Undyne groaned, her voice a dry rattle. Gerson heard the rasp in her voice and turned to the table next to the bed, lifting a jug of water to Undyne’s lips. “Careful, now. Not too much.” The water splashed over Undyne’s dry lips, dribbling over her chin and onto her shirt. She wanted to gulp down more of it, but all she could do was sit there and let Gerson pour it gently into her mouth.

“You’ve been out a couple days, now.” Gerson wiped the spilled water off her chin. “Some girl dragged you in here, said somethin’ about you savin’ her life or some malarkey, then just ran.” The old tortoise looked almost as ragged and tired as Undyne, and as he took a seat on the edge of the bed, it seemed like he was taking his first rest in days. “Had to call up...an old friend.” He let out a short, scared laugh. “Wasn’t sure you’d make it, to be honest.”

Undyne was barely listening to him as she tried to prop herself up on her pillows. Her head swam with the sudden altitude, and the room looked like she was viewing it underwater. Suddenly, a bolt of pain went through her skull, and she instinctively brought a hand up to her head.

She touched something soft and gauzy covering half her face.
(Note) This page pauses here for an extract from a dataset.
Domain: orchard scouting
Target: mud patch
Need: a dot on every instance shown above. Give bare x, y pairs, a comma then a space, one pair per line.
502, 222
Through the pain and her still-waking fog, she hadn’t noticed it until her hand was right on it. Undyne felt it again; half of her head had been practically mummified in gauze, thick layers of the stuff wrapping her left eye, the top of her head,

At the foot of the bed, Gerson averted his gaze. “She, eh, saved your life. It could have been a lot worse.”

Undyne kept feeling at the bandage over her face, fingers clawing at the gauze. She’d forgotten the pain entirely, a feeling close to panic coming over her. Scraps of the bandage began floating down into her lap, and she stared at them as she continued scratching at it.

“Hey, hey… hey!” Gerson grabbed her hands, pulling them off her face. “It’s not healed yet, you don’t want to make it worse!”

Undyne ignored him, trying to wriggle out of his grasp, to go back to ripping the bandage off her face. She had to see. She had to know.

Gerson groaned with a mixture of annoyance and helplessness, and let go of one of Undyne’s hands while he reached for something on the table; with half her peripheral vision gone, she couldn’t see what. Not that she really cared; the moment the tortoise loosened his grip, she went right back to the bandage, now really starting to get a solid grip on it and tear handfuls of gauze off her face.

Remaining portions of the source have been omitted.